The small volumes of chemical that remain in the fracture stimulated reservoirs cannot realistically migrate upwards to aquifers (used by people and industries) from the fracture stimulated intervals due to many overlying natural aquitards and low permeability rocks adjacent to, but unaffected by the fracture stimulation. Hence, the small volumes of chemicals pumped into, and not flowed back from fracture stimulated intervals are expected to remain in the fracture stimulated petroleum reservoirs indefinitely. It is worth remembering that after the initial hydraulic fracturing the producing formation may be dewatered, that is formation water is pumped to the surface. This results in a lower formation pressure allowing gas contained in cleats and micro-fractures in the coal or tight sand/shale to flow into the fractures produced by hydraulic fracturing then into the well bore and finally to the surface. The important point is that the producing interval is now at a lower pressure than the surrounding rocks so that any contained fluids in the surrounding rocks and in communication with the producing horizon will flow back towards the producing horizon and well bore.[58]

3.51      The Northern Territory Government argued that the industry 'has shown itself to be sensitive to public concerns about chemicals used in hydraulic fracturing fluids and has responded by using, where possible, compounds that will have minimum impacts'.[59]

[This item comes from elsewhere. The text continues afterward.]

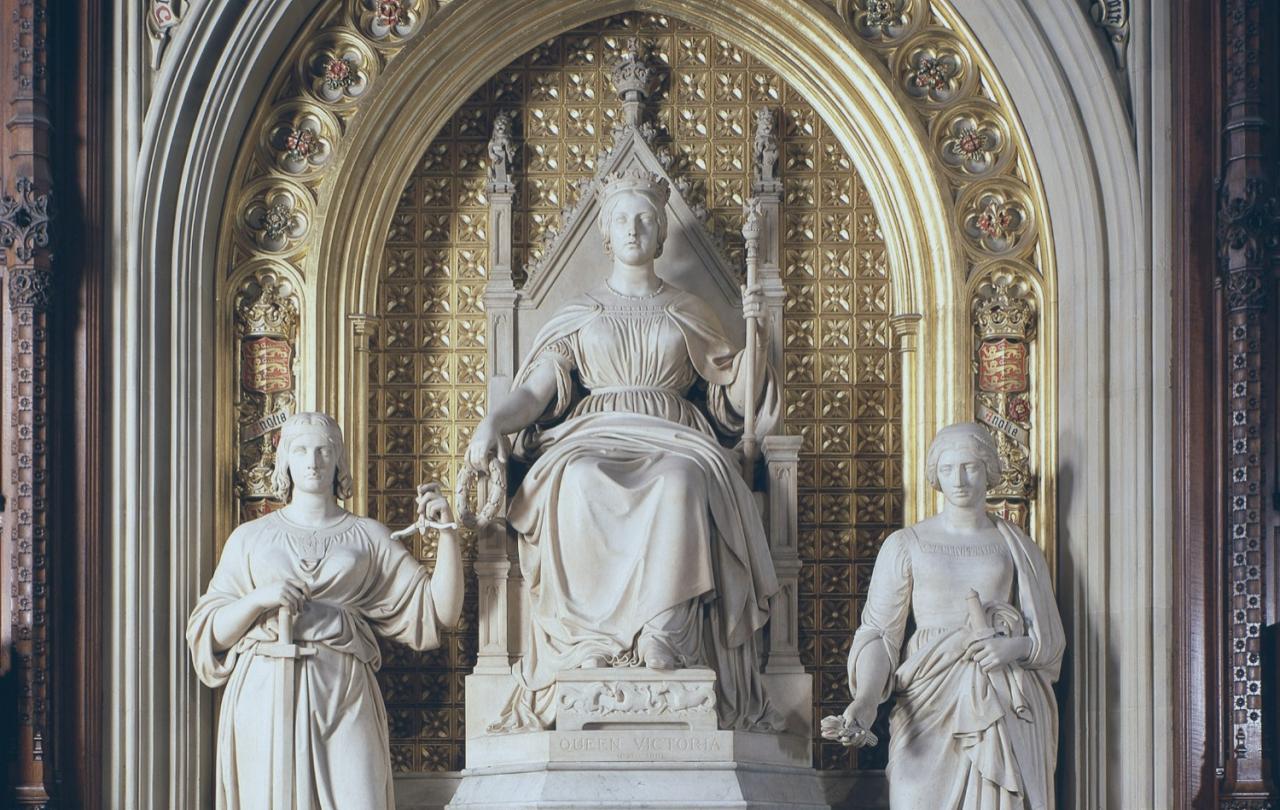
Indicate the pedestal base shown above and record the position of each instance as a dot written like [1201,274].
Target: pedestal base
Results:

3.52      Finally, APPEA cited a report by the New South Wales Chief Scientist and Engineer, which observed that all industries 'have risks and, like any other, it is inevitable that the CSG industry will have some unintended consequences, including as the result of accidents, human error, and natural disaster'. The report concluded that the most appropriate response to this risk is that industry, governments and the community should 'work together to plan adequately to mitigate such risks, and be prepared to respond to problems if they occur'.[60]

Role of the Commonwealth

3.53      As this report has outlined, the states have primary responsibility for land access matters and for regulating onshore minerals and petroleum exploration and production. Despite the firmly put and well-articulated arguments for or against the introduction of a landholders' right to refuse gas or coal activities and the introduction of a ban on hydraulic fracturing, it is necessary to consider whether it is appropriate for the Commonwealth to be involved in these matters at all. This section considers the evidence received about the role of the Commonwealth with respect to the matters the bill seeks to address.

Arguments in favour

3.54      In support of Commonwealth involvement, some submitters argued that state and territory legislatures have failed to deal with the issues addressed by the bill, and that intervention by the Commonwealth is, therefore, appropriate. For example, the EDOs of Australia argued that the issues related to access to land and fracking 'have generated significant community concern across many Australian jurisdictions, in part due to the inadequacy of state and territory laws'. As a result, the EDOs of Australia argued that these matters are 'therefore issues of national significance in urgent need of national regulation'.[61]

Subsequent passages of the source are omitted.